Mahmoud Khalil files suit alleging a 'public-private' conspiracy to target Israel's critics
AP News

Mahmoud Khalil files suit alleging a 'public-private' conspiracy to target Israel's critics

JAKE OFFENHARTZ — Associated Press | July 14, 2026

Mahmoud Khalil is suing the federal government and several private groups for allegedly conspiring to suppress criticism of Israel

FILE - Palestinian activist Mahmoud Khalil holds a news conference outside Federal Court on Oct. 21, 2025 in Philadelphia (AP Photo/Matt Rourke, File)

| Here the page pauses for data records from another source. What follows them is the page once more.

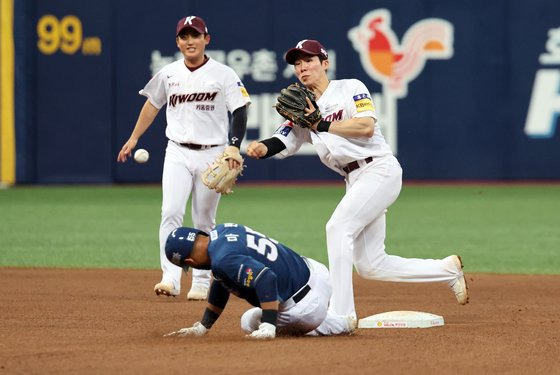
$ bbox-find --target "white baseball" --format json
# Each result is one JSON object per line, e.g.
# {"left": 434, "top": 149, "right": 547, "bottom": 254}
{"left": 134, "top": 148, "right": 150, "bottom": 163}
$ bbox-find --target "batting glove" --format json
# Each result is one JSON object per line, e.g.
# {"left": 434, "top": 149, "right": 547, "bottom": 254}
{"left": 248, "top": 322, "right": 276, "bottom": 339}
{"left": 164, "top": 322, "right": 208, "bottom": 337}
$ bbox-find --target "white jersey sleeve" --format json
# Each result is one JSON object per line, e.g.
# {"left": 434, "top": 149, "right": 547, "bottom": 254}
{"left": 139, "top": 68, "right": 168, "bottom": 109}
{"left": 272, "top": 121, "right": 311, "bottom": 158}
{"left": 346, "top": 79, "right": 377, "bottom": 120}
{"left": 223, "top": 67, "right": 251, "bottom": 112}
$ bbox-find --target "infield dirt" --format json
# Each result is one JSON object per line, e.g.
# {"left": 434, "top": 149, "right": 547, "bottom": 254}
{"left": 1, "top": 269, "right": 558, "bottom": 374}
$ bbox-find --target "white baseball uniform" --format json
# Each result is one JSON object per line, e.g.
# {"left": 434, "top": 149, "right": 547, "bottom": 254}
{"left": 272, "top": 79, "right": 461, "bottom": 317}
{"left": 140, "top": 57, "right": 251, "bottom": 292}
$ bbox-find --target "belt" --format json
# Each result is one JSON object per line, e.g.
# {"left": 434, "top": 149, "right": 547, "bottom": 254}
{"left": 179, "top": 142, "right": 220, "bottom": 150}
{"left": 292, "top": 284, "right": 311, "bottom": 304}
{"left": 343, "top": 156, "right": 373, "bottom": 174}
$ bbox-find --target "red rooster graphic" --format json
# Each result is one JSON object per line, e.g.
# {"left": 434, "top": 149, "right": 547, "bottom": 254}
{"left": 349, "top": 9, "right": 453, "bottom": 98}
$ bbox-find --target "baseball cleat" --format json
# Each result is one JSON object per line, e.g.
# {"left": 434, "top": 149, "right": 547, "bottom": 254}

NEW YORK (AP) — Mahmoud Khalil is suing the federal government and several private groups, alleging they were part of a conspiracy to suppress criticism of Israel by doxing, jailing and attempting to deport supporters of the pro-Palestinian movement.

The lawsuit, filed in federal court Tuesday, alleges a coordinated campaign among senior officials of President Donald Trump's administration, leaders of the Heritage Foundation and two online surveillance groups, Canary Mission and Betar.

According to Khalil’s lawyers, that “public-private partnership” — first brought to light in a separate trial last year — may violate the Ku Klux Klan Act, a Reconstruction-era law that sought to restrict government coordination with vigilante groups.

Inquiries to the Heritage Foundation, Canary Mission and Betar were not immediately returned on Tuesday.

A former graduate student at Columbia University, Khalil, 31, gained prominence as a spokesperson and leader for student activists protesting against Israel and its actions in Gaza.

Khalil, a legal permanent resident who is married to a U.S. citizen, was arrested in March 2025 by U.S. Immigration and Customs Enforcement agents in his campus apartment. He quickly became the face of the Trump administration crackdown on pro-Palestinian demonstrators.

He then spent 104 days in a Louisiana immigration jail, missing the birth of his first child, before a federal judge in New Jersey ordered his release.

Khalil's deportation case, a priority for the Trump administration, has moved with unusual speed through executive-branch-controlled immigration courts, and may soon wind up before the U.S. Supreme Court.

He has forcefully denied that his role in pro-Palestinian protests amounts to antisemitism.

“My beliefs are not wanting my tax money or tuition going toward investments in weapons manufacturers for a genocide,” he previously told The Associated Press. “It’s as simple as that.”